Mayor of Tynemouth
- In office 1928–1930

Personal details
- Born: Annie Maud Burnett 27 February 1863 10 Prior's Terrace, Tynemouth, Northumberland, England
- Died: 17 November 1950 (aged 87) Collingwood Terrace, Tynemouth, England

= Maud Burnett =

Dame Annie Maud Burnett DBE JP (27 February 1863 — 17 November 1950) was a local English politician who served as the first female mayor of Tynemouth.

==Life==
The second daughter of Jacob Burnett, an alkali manufacturer Burnett was born on 27 February 1863 at 10 Prior's Terrace, Tynemouth, Northumberland, where she is commemorated by a Blue Plaque. She was taught at local schools before travelling to Vevey, Switzerland, to complete her education. After returning she did voluntary welfare work and work teaching a bible class and at the Church of the Holy Saviour in Tynemouth. Following her family's Liberal political sympathies, Burnett served as honorary secretary of the Tynemouth Women's Liberal Federation from 1895 to 1910.

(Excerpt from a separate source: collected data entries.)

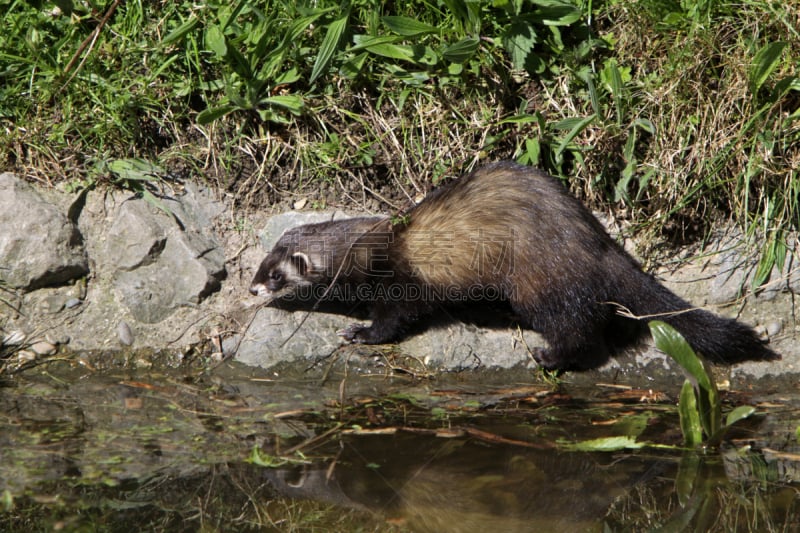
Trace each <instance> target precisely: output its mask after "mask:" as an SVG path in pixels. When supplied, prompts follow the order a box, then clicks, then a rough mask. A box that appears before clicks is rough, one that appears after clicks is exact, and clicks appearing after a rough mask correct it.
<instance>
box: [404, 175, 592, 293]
mask: <svg viewBox="0 0 800 533" xmlns="http://www.w3.org/2000/svg"><path fill="white" fill-rule="evenodd" d="M462 180H463V182H462V183H458V184H457V186H456V187H449V188H447V189H446V190H444V191H443V192H442V193H441V194H438V195H437V194H435V193H434V194H432V195H431V196H429V197H428V198H427V199H426V200H425V201H423V202H422V203H421V204H420V205H419V206H417V207H416V208H415V209H414V210H412V212H411V220H410V223H409V224H408V226H407V227H406V228H405V229H403V230H402V231H398V232H397V236H396V241H397V242H396V249H397V250H399V256H400V257H403V258H405V259H406V260H407V263H408V268H409V270H410V271H411V273H413V274H414V275H415V276H416V277H418V278H419V279H420V280H421V281H422V282H423V283H425V284H428V285H432V286H439V287H444V286H452V285H457V286H460V287H465V286H472V285H475V284H485V283H493V284H495V285H497V284H505V285H508V286H524V287H525V288H526V290H527V291H531V290H535V289H536V288H537V287H540V286H542V287H547V286H550V285H551V284H554V283H564V282H568V280H565V279H564V277H565V272H566V273H569V272H571V271H573V270H575V271H578V272H582V273H584V274H585V273H586V269H585V267H586V266H587V265H592V264H593V263H596V260H597V257H595V256H594V255H593V254H591V252H590V251H589V252H587V251H586V250H585V249H583V248H582V247H579V246H574V245H573V246H570V245H569V243H571V242H573V243H574V242H587V241H597V233H596V229H593V228H591V227H590V225H591V222H590V221H587V219H586V214H585V212H584V211H582V208H580V206H578V205H576V203H575V200H574V199H572V198H571V197H568V196H567V195H566V194H565V191H564V188H563V187H561V185H560V184H559V183H557V182H554V181H552V180H551V179H550V178H547V177H545V176H543V175H541V174H539V173H538V171H536V170H534V169H527V170H526V171H520V170H519V169H518V168H517V169H514V170H511V169H509V168H507V167H499V168H498V167H488V168H485V169H482V170H479V171H477V172H475V173H473V174H472V175H470V176H467V177H465V178H462ZM589 216H591V215H589ZM395 257H397V255H395ZM569 263H578V264H582V265H583V266H584V268H583V269H570V268H568V267H567V268H565V266H567V265H568V264H569Z"/></svg>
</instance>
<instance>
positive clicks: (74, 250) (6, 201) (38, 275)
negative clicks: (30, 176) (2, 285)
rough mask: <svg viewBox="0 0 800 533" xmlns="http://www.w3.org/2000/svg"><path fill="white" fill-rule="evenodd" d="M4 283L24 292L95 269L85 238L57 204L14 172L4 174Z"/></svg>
mask: <svg viewBox="0 0 800 533" xmlns="http://www.w3.org/2000/svg"><path fill="white" fill-rule="evenodd" d="M0 265H3V266H2V267H0V282H3V283H5V284H6V285H8V286H10V287H13V288H17V289H23V290H34V289H37V288H39V287H44V286H48V285H58V284H63V283H66V282H68V281H70V280H72V279H76V278H80V277H82V276H85V275H86V274H87V273H88V272H89V266H88V262H87V258H86V252H85V250H84V247H83V237H82V235H81V233H80V231H78V228H77V227H76V226H75V224H73V223H72V222H71V221H70V220H69V219H68V218H67V216H66V214H65V213H63V212H61V211H60V210H59V209H58V208H57V207H56V206H54V205H53V204H51V203H49V202H47V201H46V200H44V199H43V198H42V197H41V195H39V194H38V193H37V192H36V191H35V190H34V188H33V187H32V186H30V185H29V184H28V183H26V182H24V181H22V180H21V179H19V178H17V177H16V176H15V175H13V174H10V173H3V174H0Z"/></svg>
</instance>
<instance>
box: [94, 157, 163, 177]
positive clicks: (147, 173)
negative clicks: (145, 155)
mask: <svg viewBox="0 0 800 533" xmlns="http://www.w3.org/2000/svg"><path fill="white" fill-rule="evenodd" d="M108 169H109V170H110V171H111V172H113V173H114V174H117V175H118V176H119V177H120V178H122V179H124V180H134V181H153V180H155V179H156V177H157V176H158V175H161V174H163V173H164V169H163V168H161V167H160V166H158V165H156V164H155V163H151V162H149V161H145V160H144V159H140V158H129V159H115V160H114V161H112V162H111V163H109V164H108Z"/></svg>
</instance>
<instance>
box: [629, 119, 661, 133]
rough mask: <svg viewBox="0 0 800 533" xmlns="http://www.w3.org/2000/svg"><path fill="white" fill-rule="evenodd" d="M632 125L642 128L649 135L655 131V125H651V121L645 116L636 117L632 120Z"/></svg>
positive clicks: (655, 131)
mask: <svg viewBox="0 0 800 533" xmlns="http://www.w3.org/2000/svg"><path fill="white" fill-rule="evenodd" d="M633 125H634V126H636V127H638V128H641V129H643V130H644V131H646V132H647V133H649V134H650V135H655V133H656V127H655V126H654V125H653V123H652V122H650V121H649V120H648V119H646V118H637V119H636V120H634V121H633Z"/></svg>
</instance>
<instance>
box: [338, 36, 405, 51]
mask: <svg viewBox="0 0 800 533" xmlns="http://www.w3.org/2000/svg"><path fill="white" fill-rule="evenodd" d="M400 41H402V37H397V36H395V35H379V36H372V35H361V34H359V35H354V36H353V42H354V43H355V46H352V47H350V49H349V50H348V51H349V52H358V51H359V50H368V49H369V48H370V47H371V46H377V45H381V44H394V43H397V42H400Z"/></svg>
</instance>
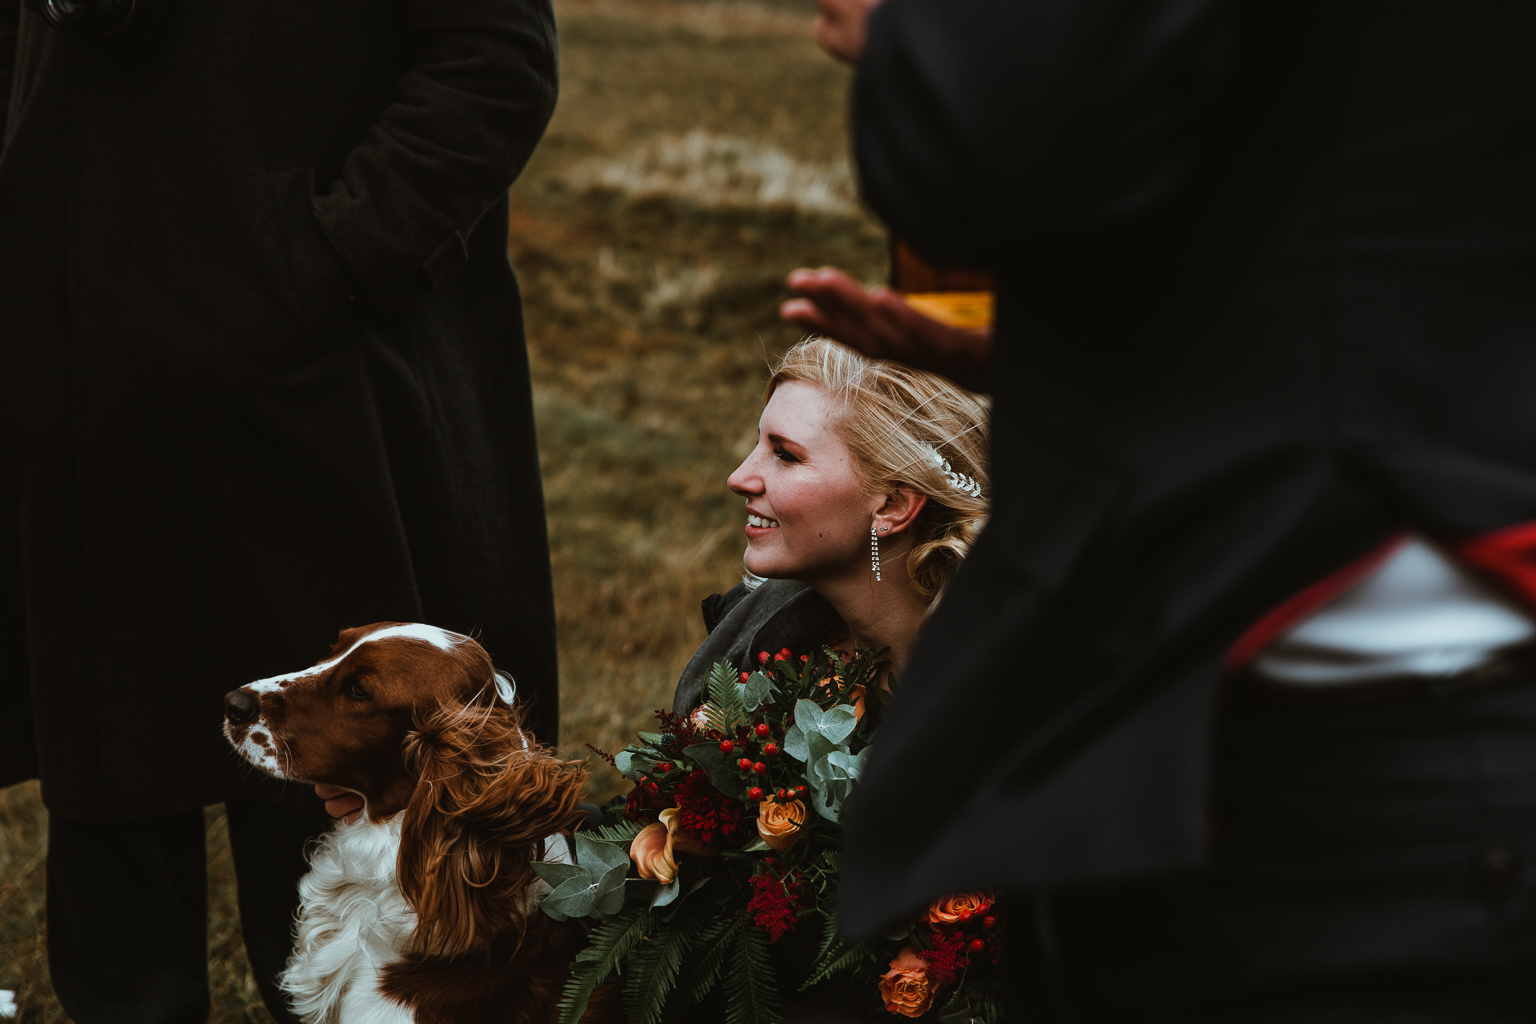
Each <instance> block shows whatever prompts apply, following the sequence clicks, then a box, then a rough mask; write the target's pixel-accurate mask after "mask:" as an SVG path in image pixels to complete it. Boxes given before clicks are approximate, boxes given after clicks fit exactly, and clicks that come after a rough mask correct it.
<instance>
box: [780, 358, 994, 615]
mask: <svg viewBox="0 0 1536 1024" xmlns="http://www.w3.org/2000/svg"><path fill="white" fill-rule="evenodd" d="M783 384H809V385H813V387H817V388H820V390H823V391H825V393H826V395H829V396H831V398H833V401H834V402H837V404H840V408H839V410H837V413H836V421H834V428H836V430H837V434H839V436H840V438H842V441H843V444H845V445H848V451H849V453H851V454H852V456H854V459H852V464H854V474H856V476H857V479H859V484H860V485H862V487H863V488H865V490H868V491H869V493H880V491H891V490H894V488H895V485H899V484H906V485H908V487H912V488H914V490H917V491H922V493H923V494H926V496H928V504H926V505H925V507H923V510H922V511H920V513H919V514H917V519H915V520H914V522H912V525H911V527H909V531H911V534H912V540H914V547H912V551H911V554H908V557H906V573H908V576H909V577H911V580H912V590H915V591H917V593H919V594H922V596H923V597H929V599H932V597H937V596H938V593H940V591H942V590H943V588H945V583H948V582H949V576H951V574H952V573H954V571H955V568H957V567H958V565H960V562H962V559H965V556H966V553H968V551H969V550H971V543H974V542H975V537H977V534H980V533H982V527H983V525H986V510H988V494H989V493H991V490H989V481H988V473H986V415H988V405H986V399H983V398H980V396H977V395H972V393H969V391H965V390H962V388H960V387H957V385H954V384H951V382H949V381H946V379H945V378H942V376H937V375H932V373H925V372H922V370H914V368H911V367H905V365H902V364H899V362H879V361H876V359H866V358H865V356H862V355H859V353H857V352H854V350H852V348H848V347H845V345H840V344H837V342H836V341H829V339H826V338H806V339H805V341H802V342H800V344H797V345H796V347H794V348H790V352H786V353H785V355H783V359H780V361H779V365H777V367H774V372H773V376H771V378H768V388H766V390H765V391H763V401H765V402H766V401H768V399H770V398H773V393H774V391H776V390H779V387H780V385H783ZM934 453H937V454H938V457H940V459H945V461H948V462H949V467H951V470H952V471H954V473H960V474H965V476H968V477H972V479H974V481H975V482H977V484H978V485H980V487H978V488H972V490H975V491H978V493H975V494H972V493H969V491H965V490H960V488H958V487H955V485H954V484H952V482H951V481H949V476H948V474H946V473H945V470H943V467H942V465H938V464H935V462H934Z"/></svg>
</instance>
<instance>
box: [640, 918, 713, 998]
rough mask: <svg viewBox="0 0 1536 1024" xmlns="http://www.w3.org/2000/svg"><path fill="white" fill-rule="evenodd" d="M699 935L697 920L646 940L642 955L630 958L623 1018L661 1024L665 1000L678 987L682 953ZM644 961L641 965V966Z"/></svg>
mask: <svg viewBox="0 0 1536 1024" xmlns="http://www.w3.org/2000/svg"><path fill="white" fill-rule="evenodd" d="M699 932H700V927H699V920H697V918H694V920H691V921H685V923H684V924H679V926H677V927H668V929H662V930H659V932H656V933H654V935H650V936H647V941H645V943H644V944H642V946H641V953H637V955H636V956H631V958H630V963H633V964H636V970H634V973H631V975H630V978H628V979H627V981H625V984H624V1016H625V1018H627V1019H628V1021H630V1024H660V1019H662V1010H664V1009H665V1007H667V996H668V995H671V990H673V986H674V984H676V983H677V972H679V970H680V969H682V958H684V953H687V952H688V949H690V947H691V946H693V943H694V940H697V936H699ZM642 958H644V963H642Z"/></svg>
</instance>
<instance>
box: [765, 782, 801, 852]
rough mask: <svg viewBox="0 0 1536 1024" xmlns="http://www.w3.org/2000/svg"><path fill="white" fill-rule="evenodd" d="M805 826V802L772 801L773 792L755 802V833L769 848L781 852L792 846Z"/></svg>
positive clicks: (796, 801) (789, 848)
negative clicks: (756, 809) (804, 802)
mask: <svg viewBox="0 0 1536 1024" xmlns="http://www.w3.org/2000/svg"><path fill="white" fill-rule="evenodd" d="M802 826H805V804H803V803H800V801H799V800H791V801H790V803H774V798H773V794H770V795H768V797H765V798H763V800H762V801H760V803H759V804H757V835H760V837H762V840H763V843H766V844H768V846H770V847H771V849H776V851H779V852H783V851H786V849H790V847H791V846H794V841H796V840H797V838H800V829H802Z"/></svg>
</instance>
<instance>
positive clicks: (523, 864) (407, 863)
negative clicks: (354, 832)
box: [398, 705, 587, 955]
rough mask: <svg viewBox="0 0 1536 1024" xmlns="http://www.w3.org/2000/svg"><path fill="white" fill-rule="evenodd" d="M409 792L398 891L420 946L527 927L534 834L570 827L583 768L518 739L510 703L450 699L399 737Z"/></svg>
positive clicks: (447, 945)
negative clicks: (416, 778)
mask: <svg viewBox="0 0 1536 1024" xmlns="http://www.w3.org/2000/svg"><path fill="white" fill-rule="evenodd" d="M406 761H407V765H410V766H412V768H413V769H415V771H416V774H418V781H416V789H415V792H413V794H412V798H410V803H409V804H407V806H406V818H404V823H402V826H401V843H399V861H398V877H399V887H401V894H402V895H404V897H406V900H407V901H409V903H410V906H412V909H415V910H416V917H418V926H416V936H418V947H419V949H421V952H429V953H435V955H452V953H459V952H465V950H470V949H476V947H481V946H484V944H485V943H488V941H490V940H492V938H495V936H496V935H501V933H504V932H508V930H518V932H519V933H521V932H522V930H524V929H525V926H527V917H528V912H530V909H531V907H530V901H528V898H527V889H528V886H530V884H531V883H533V881H535V878H536V874H535V870H533V869H531V867H530V866H528V864H530V863H531V861H533V860H535V855H536V846H538V843H539V840H542V838H545V837H548V835H551V834H554V832H559V831H562V829H568V827H571V826H573V824H574V823H576V821H578V820H579V818H581V812H579V811H578V809H576V803H578V801H579V800H581V792H582V785H584V783H585V778H587V775H585V769H584V766H582V763H581V761H562V760H559V758H558V757H556V755H554V754H553V751H550V749H547V748H541V746H535V745H531V743H530V742H528V738H527V737H525V734H524V731H522V728H521V723H519V720H518V714H516V711H513V709H508V708H502V706H495V708H485V706H464V705H453V706H447V708H442V709H439V711H436V712H435V714H433V715H432V717H430V718H429V720H427V722H421V723H418V729H416V731H415V732H412V734H410V735H409V737H407V738H406Z"/></svg>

In 1902, Burnett founded a Tynemouth branch of the Women's Local Government Society, standing for election to the municipal council in 1909. Although defeated, she was returned the next year with the support of the Liberal Society, becoming the first woman in the North of England to sit as a municipal councillor. In 1918 she was created a DBE in thanks for her work during the First World War as President of the Tynemouth War Savings Association, and on 28 August 1920 was made a Justice of the Peace.

Following her retirement from the council in 1921 she did voluntary work before being re-elected in 1926. From 1928 to 1930 she served a pair of two-year terms as Mayor of Tynemouth, and was the first woman elected to that position.

A portrait of her attributed to John William Gilroy is in the ownership of North Tyneside Council

==Death==
She retired from politics in 1934, and died at home on 17 November 1950, aged 87.

==Family==
Her younger brothers John Walter Burnett (1864-1946) and Norman Burnett founded the Burnett Steam Shipping Company.